Is the Fight against Assisted Dying a Lost Cause?

May 22, 2024 by

By Mehmet Ciftci, Public Discourse:

Canada’s infamy has led many to rethink their support for assisted dying, no matter how strong the purported safeguards may be.

The legalization of assisted dying in the UK is inevitable, according to UnHerd columnist Kathleen Stock. She argues that the death of God has created a secular outlook that “paralyzes many of us intellectually” and “means that a selfish mental focus upon alleviating future personal suffering is the only cause we can really get behind.” Without “some deeply felt theological or philosophical principle about the intrinsic value of human life” there remains nothing but “vague intuitions and orphaned remnants of moral reasoning inherited from a formerly Christian outlook.” These will be “no match against the powerful lure of a vision of preventing personal physical suffering in [the] future, or the suffering of loved ones, via the offering of a serene and painless death.”

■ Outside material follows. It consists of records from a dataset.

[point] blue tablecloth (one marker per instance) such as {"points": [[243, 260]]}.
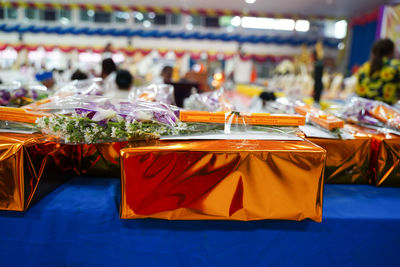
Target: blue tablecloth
{"points": [[78, 225]]}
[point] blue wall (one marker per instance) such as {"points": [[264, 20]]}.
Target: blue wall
{"points": [[363, 39]]}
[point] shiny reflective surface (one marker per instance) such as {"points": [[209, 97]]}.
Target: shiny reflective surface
{"points": [[223, 180], [99, 159], [385, 156], [347, 161], [30, 168]]}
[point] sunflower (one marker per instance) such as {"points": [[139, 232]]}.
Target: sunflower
{"points": [[389, 92], [388, 73]]}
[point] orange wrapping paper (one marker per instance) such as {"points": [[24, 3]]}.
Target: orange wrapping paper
{"points": [[99, 159], [223, 180], [103, 159], [347, 161], [30, 168], [385, 156]]}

She does seem convinced that legalization would “wreak more quantifiable havoc than it prevents, in exactly the ways anticipated by critics: guilt-tripping those who feel like burdens into premature endings; tempting the already depressed towards easy oblivion.” And yet, she also thinks that arguing against this would require “positive belief in something.” She notes: “Those who want to see the back of assisted-dying laws had probably better start praying harder, though I wouldn’t hold out any hope.”

But the fight against assisted dying is not as hopeless as she thinks. In fact, there are reasons for hope in recent news that should encourage those in the United States who are looking nervously at what is going on in Canada.

First, we need to reject the view that treats the entire matter as a lost battle. Stock is not the only one to say that more and more countries will inevitably legalize assisted suicide. The British journalist Matthew Parris, in an article tastelessly published on Good Friday in the Times, wrote approvingly that societies burdened with too many old people will have to drop an absolute taboo against ending the life of the sick or aged if they want to survive and remain competitive. In 2015, he wrote with an even greater sense of fatalism: “I do not therefore need to campaign for assisted dying. . . . My opinions and my voice are incidental. This is a social impulse that will grow, nourished by forces larger than all of us. I don’t exhort. I predict.”